2.07.2013

Analyzing Functional Movement

(Editor's note: I wrote this several years ago and it just never made it to be posted. I think that it's still valid, but that will explain some of the references to my commute and we'll blame any errors on that too)

One of the skills learned in occupational therapy school is how to analyze functional movement, both in patterns and specific observations. While this is a skills that is taught in refined in school, you may have already intuitively noted some analyses of your own. Therapists are rather notorious for noting differences in movement patterns while out at the mall or other public spaces, but before schooling, people often notice when they spot a task occurring in an odd or different way. 

For example, I am frequently amused during my morning commute. There are 5-7 escalators that I take each day, and I usually walk up them to save time and musculature. But the amusing part comes in watching people step on and off the escalator. Some people pause in their usual cadence to get the timing right, but others come to a dead stop near the edge of the steps. Others take small, short steps and keep their pace the same. 

There is also a mechanical door that is on my path, and watching people either learn the pattern and change their pace (faster or slower) to appropriately interact or fail to learn the pattern and end up stopping the door is notable, if annoying (hey, who wants to be stuck in a mechanical door, even if you are studying movement?).

Everyone has their own movement quirks that they're likely unaware of. Maybe not as  involved as Robert Barone's food to chin behavior (video), but there nonetheless. Until we had our functional movement class and had to watch each other perform different tasks, I was unaware that every time I pour a liquid or focus intently, I tilt my head to the side of the movement. Do I subconsciously think that tilting my head as the liquid flows will keep me from spilling? I don't know, but it is what I do. 
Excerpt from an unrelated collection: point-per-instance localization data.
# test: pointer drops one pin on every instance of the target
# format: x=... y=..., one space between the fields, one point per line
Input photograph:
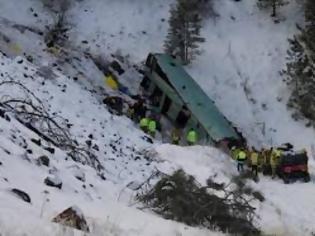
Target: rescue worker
x=254 y=162
x=139 y=110
x=152 y=127
x=234 y=152
x=175 y=136
x=144 y=124
x=191 y=137
x=241 y=158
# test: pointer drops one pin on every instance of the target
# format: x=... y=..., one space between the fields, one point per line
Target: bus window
x=183 y=117
x=166 y=105
x=156 y=96
x=145 y=83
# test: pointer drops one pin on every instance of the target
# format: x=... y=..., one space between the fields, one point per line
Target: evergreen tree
x=184 y=30
x=271 y=4
x=300 y=70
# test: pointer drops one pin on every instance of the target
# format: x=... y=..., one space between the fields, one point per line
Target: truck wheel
x=307 y=178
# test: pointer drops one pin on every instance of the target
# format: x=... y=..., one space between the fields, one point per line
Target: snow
x=243 y=47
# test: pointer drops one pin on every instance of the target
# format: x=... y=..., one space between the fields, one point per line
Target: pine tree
x=271 y=4
x=184 y=30
x=300 y=71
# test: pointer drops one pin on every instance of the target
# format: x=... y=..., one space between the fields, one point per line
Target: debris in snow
x=36 y=141
x=79 y=174
x=72 y=217
x=21 y=194
x=53 y=182
x=43 y=160
x=49 y=149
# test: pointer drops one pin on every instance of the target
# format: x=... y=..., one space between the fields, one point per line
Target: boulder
x=43 y=160
x=21 y=194
x=79 y=174
x=53 y=182
x=72 y=217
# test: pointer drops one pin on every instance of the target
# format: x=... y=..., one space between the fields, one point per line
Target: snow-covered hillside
x=243 y=49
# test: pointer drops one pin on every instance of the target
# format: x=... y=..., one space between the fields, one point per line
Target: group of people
x=258 y=160
x=191 y=136
x=138 y=112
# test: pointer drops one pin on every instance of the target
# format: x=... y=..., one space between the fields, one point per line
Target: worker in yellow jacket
x=241 y=158
x=144 y=124
x=152 y=127
x=191 y=137
x=254 y=162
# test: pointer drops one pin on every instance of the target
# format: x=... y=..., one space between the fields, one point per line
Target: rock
x=95 y=147
x=53 y=182
x=72 y=217
x=49 y=149
x=79 y=174
x=21 y=194
x=43 y=160
x=38 y=142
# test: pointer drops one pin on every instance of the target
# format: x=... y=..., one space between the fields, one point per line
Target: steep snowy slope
x=102 y=195
x=243 y=48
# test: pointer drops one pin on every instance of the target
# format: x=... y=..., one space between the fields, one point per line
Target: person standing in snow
x=234 y=152
x=241 y=158
x=152 y=127
x=191 y=137
x=144 y=124
x=254 y=162
x=176 y=134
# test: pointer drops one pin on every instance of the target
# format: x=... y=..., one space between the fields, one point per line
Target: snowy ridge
x=243 y=48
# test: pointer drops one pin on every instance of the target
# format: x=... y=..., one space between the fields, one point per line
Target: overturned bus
x=181 y=100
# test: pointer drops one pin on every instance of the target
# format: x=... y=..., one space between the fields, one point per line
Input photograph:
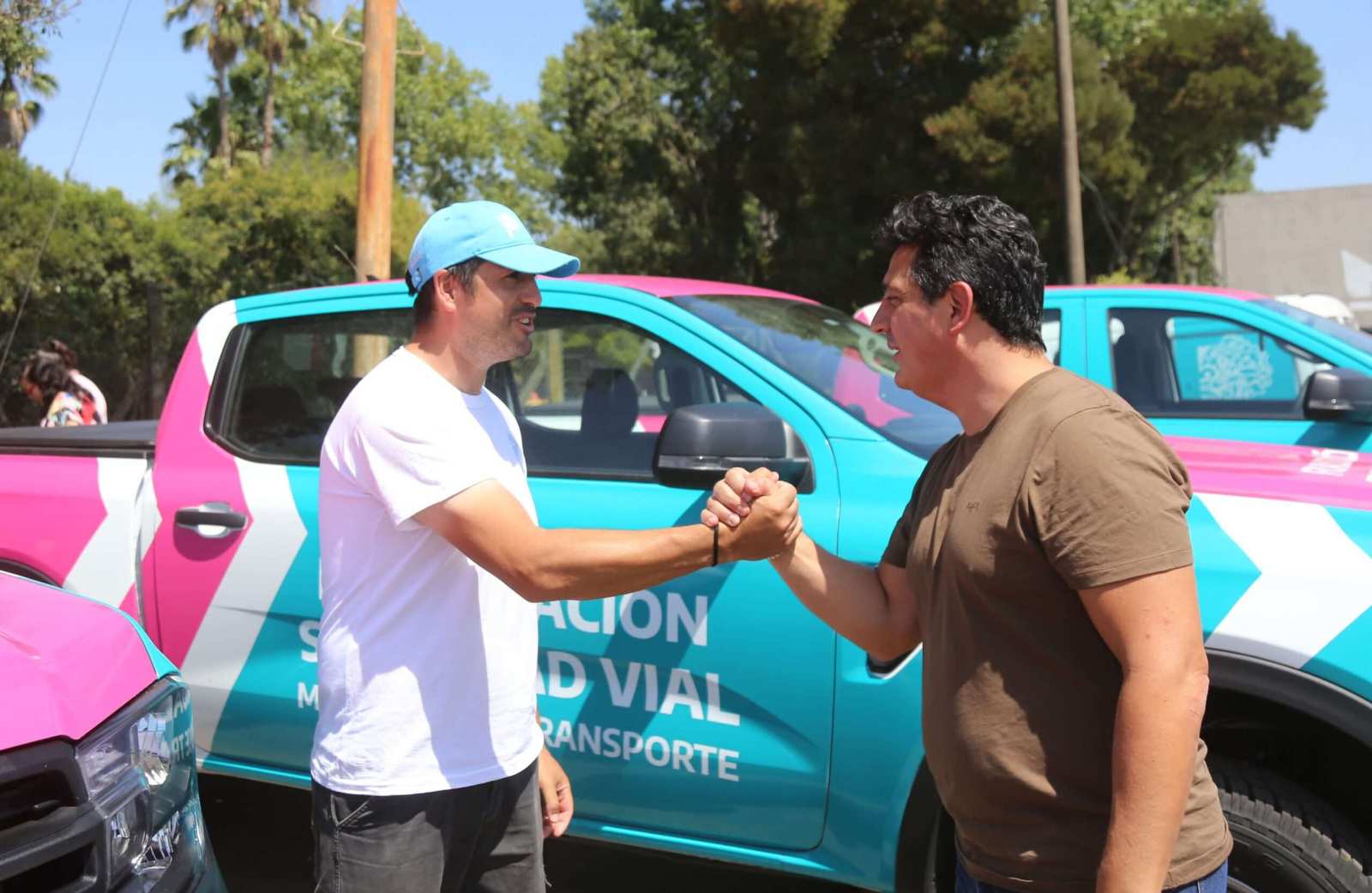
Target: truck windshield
x=1353 y=338
x=837 y=357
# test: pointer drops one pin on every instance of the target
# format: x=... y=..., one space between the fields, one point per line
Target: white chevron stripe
x=231 y=625
x=105 y=568
x=1315 y=579
x=150 y=519
x=213 y=331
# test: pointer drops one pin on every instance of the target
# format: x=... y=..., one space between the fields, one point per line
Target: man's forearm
x=1157 y=726
x=578 y=564
x=851 y=598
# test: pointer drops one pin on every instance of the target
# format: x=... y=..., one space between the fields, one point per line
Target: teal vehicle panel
x=744 y=728
x=269 y=715
x=1221 y=368
x=692 y=686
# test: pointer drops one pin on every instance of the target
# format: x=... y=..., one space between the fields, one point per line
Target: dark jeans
x=486 y=838
x=1214 y=883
The analysis of movement is a skill, and not just a fun party trick. If you don't know HOW a person goes about a movement, how can you expect to return them to their normal functioning? (Obviously WHY is also important, but that's another entry) Because each person is unique in their movements, you have to individualize the treatment they get so that it is relevant to their situation. 

One example is a woman I have seen multiple times on the orthopedic floor. Unfortunately, she has required multiple washouts and revisions of her LE joint replacements. She also has severe Rheumatoid Arthritis in all extremities. Typically, therapists approach a pt. s/p a hip or knee surgery with a walker, however, this lady is unable to use a walker due to her wrists and hands. So she usually throws new therapists with limitations in ROM, strength and weight bearing in all extremities. But with crutches and modified technique, she was able to transfer effectively.

Another great example of this was a wonderfully pleasant gentleman that I worked with after his hip fracture for several weeks on the transitional care unit. He had Parkinson's Disease, and several adaptations to achieve movement when he was un-injured. Prior to his hospitalization, he needed arm rails on his chairs and a lot of rocking to be able to stand up. This need didn't disappear after his injury, and in fact he had greater difficulties with movement not just because he now had a broken hip with lots of pain, but because his medication schedule got messed up in the hospital. So we needed to coordinate a.m. ADLs with pain and other medications, needed to use the toilet in the shower room across the hall instead of his room to allow better placement of grab bars, shoes before standing (NOT socks) and extra time to complete all tasks. If we hadn't carefully individualized his treatment and looked for solutions that fit his abilities, he likely would have required a much longer stay and been frustrated by the lack of independence.

Movement analysis and activity analysis are key to basic occupational therapy practice. Have you noticed a unique movement pattern on yourself or someone else? Feel free to share.